Grace throws her head back from Jasper and yells, “Someday I’m going to kill you all!”

“This is the last time I’m asking, Grace,” says Patrick. “Awake in the dumbwaiter or asleep in the dumbwaiter?” Patrick remains calm; he might be giving her the choice of broccoli or peas for dinner.

“She’s not going to keep quiet,” says Ivy. “Do you want a screaming dumbwaiter to slide past the gala guests who are looking at the second-story art?”

“No,” says Patrick, “which is why, unless you’re silent all the way down, Grace, Cook is going to put you to sleep the moment you reach the cellars, and then Christopher will see you that way.”

Grace has grown eerily calm. “Someday I’m going to kill you all,” she says, then adds, specially for Patrick, “And I’m going to kill you first.”

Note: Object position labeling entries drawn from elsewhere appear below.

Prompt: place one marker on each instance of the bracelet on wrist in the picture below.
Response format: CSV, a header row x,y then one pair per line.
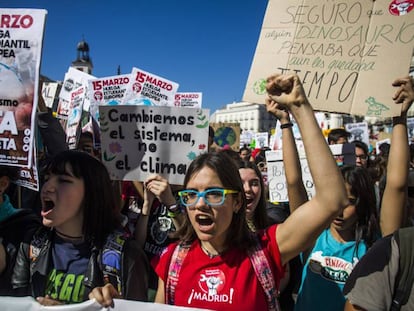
x,y
286,125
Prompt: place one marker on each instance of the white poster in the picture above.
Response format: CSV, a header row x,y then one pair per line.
x,y
188,99
21,40
149,89
344,154
138,141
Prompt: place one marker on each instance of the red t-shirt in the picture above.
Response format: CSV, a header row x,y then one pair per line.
x,y
226,282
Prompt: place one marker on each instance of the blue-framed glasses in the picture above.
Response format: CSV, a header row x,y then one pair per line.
x,y
212,197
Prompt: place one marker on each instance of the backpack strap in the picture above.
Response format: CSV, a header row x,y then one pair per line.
x,y
264,274
405,277
257,258
180,252
111,260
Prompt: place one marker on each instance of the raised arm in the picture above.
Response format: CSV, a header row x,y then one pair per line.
x,y
394,198
302,228
296,190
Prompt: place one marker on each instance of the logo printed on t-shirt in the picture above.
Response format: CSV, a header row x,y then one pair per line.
x,y
330,267
211,283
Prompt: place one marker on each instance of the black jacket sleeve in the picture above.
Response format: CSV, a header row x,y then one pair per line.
x,y
135,272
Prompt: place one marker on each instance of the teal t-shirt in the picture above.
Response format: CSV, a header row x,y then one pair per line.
x,y
325,272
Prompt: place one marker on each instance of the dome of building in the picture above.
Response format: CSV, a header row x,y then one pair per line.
x,y
83,46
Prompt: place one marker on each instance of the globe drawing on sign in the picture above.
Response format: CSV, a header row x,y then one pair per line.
x,y
225,136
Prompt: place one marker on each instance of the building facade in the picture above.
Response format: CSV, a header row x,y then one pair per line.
x,y
251,117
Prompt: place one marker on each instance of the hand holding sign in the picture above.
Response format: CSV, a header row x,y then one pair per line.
x,y
286,90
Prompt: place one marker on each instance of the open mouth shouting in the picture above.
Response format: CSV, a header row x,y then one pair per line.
x,y
47,206
205,222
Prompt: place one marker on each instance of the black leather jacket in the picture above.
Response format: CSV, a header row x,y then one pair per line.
x,y
29,277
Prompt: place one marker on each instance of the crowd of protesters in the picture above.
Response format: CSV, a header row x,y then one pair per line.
x,y
216,241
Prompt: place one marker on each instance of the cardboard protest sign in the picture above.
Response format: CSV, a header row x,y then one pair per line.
x,y
227,134
261,140
346,53
188,99
21,36
138,141
343,153
359,131
74,117
148,89
74,78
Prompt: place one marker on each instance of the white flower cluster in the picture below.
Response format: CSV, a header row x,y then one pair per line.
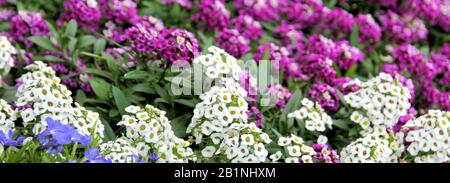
x,y
150,131
295,150
41,95
314,117
373,148
220,106
7,117
219,64
429,138
239,143
119,151
380,103
6,54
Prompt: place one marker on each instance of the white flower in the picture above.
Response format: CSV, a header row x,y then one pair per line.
x,y
208,151
275,157
294,151
428,137
292,160
149,126
371,148
219,64
307,103
6,54
380,102
322,139
132,109
119,151
247,139
283,141
313,116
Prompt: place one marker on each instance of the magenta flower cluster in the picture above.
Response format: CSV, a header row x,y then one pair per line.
x,y
86,12
213,14
232,42
326,96
119,11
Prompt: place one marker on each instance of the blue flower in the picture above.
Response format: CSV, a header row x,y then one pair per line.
x,y
93,156
58,134
8,140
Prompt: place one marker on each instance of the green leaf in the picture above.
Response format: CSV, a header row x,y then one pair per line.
x,y
352,71
72,44
112,66
186,102
71,29
340,123
99,46
98,72
120,99
85,41
179,125
143,88
101,88
161,92
354,36
43,42
109,133
52,29
52,58
291,106
80,97
136,74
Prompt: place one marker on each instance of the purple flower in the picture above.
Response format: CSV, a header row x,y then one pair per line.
x,y
150,22
8,140
369,30
305,13
394,71
93,156
86,13
213,14
27,24
442,66
6,15
177,44
153,157
444,100
346,85
403,28
339,21
434,11
248,27
324,154
288,34
326,96
280,94
408,58
143,39
57,134
279,56
119,11
184,3
262,10
258,117
232,42
318,44
249,84
318,67
348,55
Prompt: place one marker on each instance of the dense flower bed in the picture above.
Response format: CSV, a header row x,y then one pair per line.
x,y
194,81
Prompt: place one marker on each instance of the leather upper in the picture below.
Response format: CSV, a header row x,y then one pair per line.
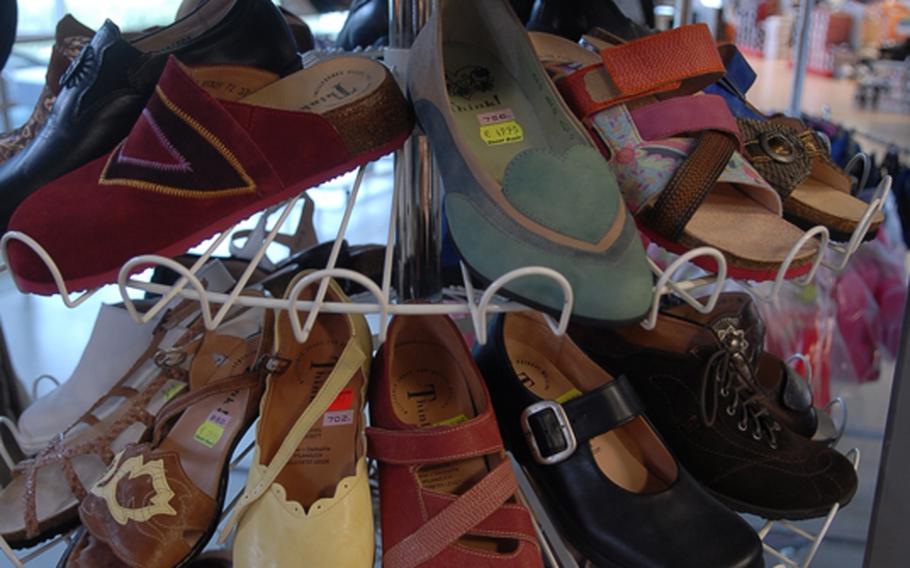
x,y
697,391
106,87
407,507
606,522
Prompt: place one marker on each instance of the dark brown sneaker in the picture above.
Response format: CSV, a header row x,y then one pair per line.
x,y
696,376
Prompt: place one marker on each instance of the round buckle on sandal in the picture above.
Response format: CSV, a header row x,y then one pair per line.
x,y
778,146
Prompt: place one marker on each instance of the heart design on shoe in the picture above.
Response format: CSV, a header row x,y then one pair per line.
x,y
574,194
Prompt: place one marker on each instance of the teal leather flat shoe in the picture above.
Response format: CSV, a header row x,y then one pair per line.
x,y
524,185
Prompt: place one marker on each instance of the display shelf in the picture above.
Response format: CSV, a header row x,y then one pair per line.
x,y
814,539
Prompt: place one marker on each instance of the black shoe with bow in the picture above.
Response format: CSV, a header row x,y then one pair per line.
x,y
695,375
608,481
107,85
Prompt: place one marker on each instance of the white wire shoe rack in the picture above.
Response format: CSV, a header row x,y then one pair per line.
x,y
465,298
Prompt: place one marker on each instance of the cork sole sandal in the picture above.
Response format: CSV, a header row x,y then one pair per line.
x,y
677,158
793,158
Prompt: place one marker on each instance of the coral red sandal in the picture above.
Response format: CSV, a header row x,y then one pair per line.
x,y
199,160
676,157
447,490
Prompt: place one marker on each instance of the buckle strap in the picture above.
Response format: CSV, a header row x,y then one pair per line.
x,y
476,437
778,153
681,61
553,431
456,520
603,409
349,363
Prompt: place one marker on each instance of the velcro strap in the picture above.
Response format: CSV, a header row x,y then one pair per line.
x,y
682,115
681,61
664,61
691,183
603,409
476,437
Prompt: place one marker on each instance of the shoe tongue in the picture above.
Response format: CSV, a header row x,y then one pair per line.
x,y
734,322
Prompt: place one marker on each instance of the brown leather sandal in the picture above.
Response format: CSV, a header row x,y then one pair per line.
x,y
42,499
159,503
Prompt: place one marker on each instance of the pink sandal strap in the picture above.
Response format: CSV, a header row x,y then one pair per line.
x,y
684,115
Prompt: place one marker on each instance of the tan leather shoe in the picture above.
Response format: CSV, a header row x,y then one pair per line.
x,y
307,495
159,502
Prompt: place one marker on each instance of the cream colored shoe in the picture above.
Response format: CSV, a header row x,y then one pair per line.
x,y
307,497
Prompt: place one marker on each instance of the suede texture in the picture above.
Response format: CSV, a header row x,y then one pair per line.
x,y
91,228
797,479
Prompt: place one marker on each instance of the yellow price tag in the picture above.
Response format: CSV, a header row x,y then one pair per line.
x,y
506,132
452,421
209,433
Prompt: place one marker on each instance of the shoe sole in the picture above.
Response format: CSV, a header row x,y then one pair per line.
x,y
708,263
778,514
94,281
485,281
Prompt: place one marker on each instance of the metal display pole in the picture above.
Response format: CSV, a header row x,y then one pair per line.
x,y
887,545
418,239
804,25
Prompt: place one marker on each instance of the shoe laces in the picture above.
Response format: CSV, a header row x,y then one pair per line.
x,y
727,376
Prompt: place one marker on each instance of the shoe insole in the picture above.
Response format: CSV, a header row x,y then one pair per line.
x,y
323,87
492,113
728,219
328,453
204,435
744,230
617,453
429,389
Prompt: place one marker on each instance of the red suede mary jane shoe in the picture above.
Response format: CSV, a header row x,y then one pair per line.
x,y
213,146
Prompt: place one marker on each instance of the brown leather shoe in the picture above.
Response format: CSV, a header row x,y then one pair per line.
x,y
159,502
695,374
71,36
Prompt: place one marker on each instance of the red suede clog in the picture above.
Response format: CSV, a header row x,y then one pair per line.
x,y
205,154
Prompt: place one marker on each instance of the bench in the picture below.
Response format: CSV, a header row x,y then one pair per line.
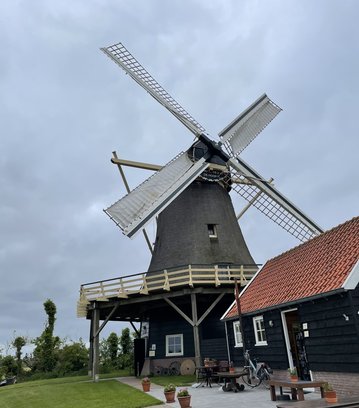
x,y
352,402
296,388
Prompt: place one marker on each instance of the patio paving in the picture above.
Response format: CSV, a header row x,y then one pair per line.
x,y
215,397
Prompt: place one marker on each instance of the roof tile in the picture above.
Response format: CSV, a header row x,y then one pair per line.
x,y
317,266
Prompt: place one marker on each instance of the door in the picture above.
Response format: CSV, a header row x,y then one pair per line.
x,y
139,355
295,343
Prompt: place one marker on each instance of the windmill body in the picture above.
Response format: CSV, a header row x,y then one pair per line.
x,y
199,228
199,251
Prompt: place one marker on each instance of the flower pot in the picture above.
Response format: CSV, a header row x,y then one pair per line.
x,y
330,396
170,396
146,387
185,401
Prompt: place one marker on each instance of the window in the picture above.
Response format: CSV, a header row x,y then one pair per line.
x,y
259,331
174,345
212,230
238,342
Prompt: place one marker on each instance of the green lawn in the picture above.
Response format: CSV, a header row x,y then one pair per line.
x,y
74,392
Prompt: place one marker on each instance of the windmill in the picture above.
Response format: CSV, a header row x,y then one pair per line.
x,y
208,159
198,239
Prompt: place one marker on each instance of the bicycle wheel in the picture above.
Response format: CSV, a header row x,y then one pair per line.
x,y
251,379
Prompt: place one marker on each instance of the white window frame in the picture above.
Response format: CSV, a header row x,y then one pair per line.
x,y
212,234
168,354
238,341
259,339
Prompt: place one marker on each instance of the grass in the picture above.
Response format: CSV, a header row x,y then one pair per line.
x,y
71,392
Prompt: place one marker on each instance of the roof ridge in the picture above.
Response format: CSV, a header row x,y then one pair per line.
x,y
313,239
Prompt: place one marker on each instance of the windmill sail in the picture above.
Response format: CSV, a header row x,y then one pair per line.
x,y
247,126
122,57
136,209
272,203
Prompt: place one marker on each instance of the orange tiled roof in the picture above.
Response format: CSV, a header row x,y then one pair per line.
x,y
315,267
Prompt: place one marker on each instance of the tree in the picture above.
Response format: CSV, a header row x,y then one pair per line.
x,y
73,357
8,366
47,344
19,342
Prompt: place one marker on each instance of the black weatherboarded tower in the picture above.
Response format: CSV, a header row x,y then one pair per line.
x,y
199,252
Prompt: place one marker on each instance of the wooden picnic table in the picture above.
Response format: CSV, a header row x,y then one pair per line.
x,y
296,388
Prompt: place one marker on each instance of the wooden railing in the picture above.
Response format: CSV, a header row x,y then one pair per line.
x,y
166,280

“Someday,” Patrick says with a suppressed sigh, “you’re going to look back on this experience and be amazed by how much latitude we allowed you, given the circumstances.”

Ivy makes a tiny snorting noise that brings Mrs. Vanders swinging sideways to direct at her the full force of an outraged expression.

“Ivy,” says Mrs. Vanders, “we’re aware of your dissatisfaction and we’re used to your childish tantrums. But HQ will not extend you the same latitude. If you expect fair treatment from them during your exit interview, you’re going to have to curb your self-righteousness and your sarcasm long before you get to Geneva.”

Ivy doesn’t respond to this, only looks down at the Rembrandt as if she’d like to pick it up and smash it on the floor. Instead, she sighs, runs one gentle finger along its top ridge, then eases a soft sack over its form. She follows this with the most enormous sealable plastic bag Jane has ever seen.

“I wa

nt my brother,” says Grace.

“Have you decided, then?” asks Patrick.

There’s a pause. “I’ll go if I can take the dog with me in the dumbwaiter,” says Grace.

“Quietly?” says Patrick.

“I’ll be quiet,” says Grace. “I can’t help it if the dog starts barking.”

“What are you going to do, pinch him?” says Patrick.

“You would think that,” says Grace, in a voice of the purest disgust. “You would think I’d pinch the dog, probably because you pinch dogs every day for fun.”

“All right,” says Patrick, with a touch of weariness, gesturing toward the dumbwaiter. “Get in.”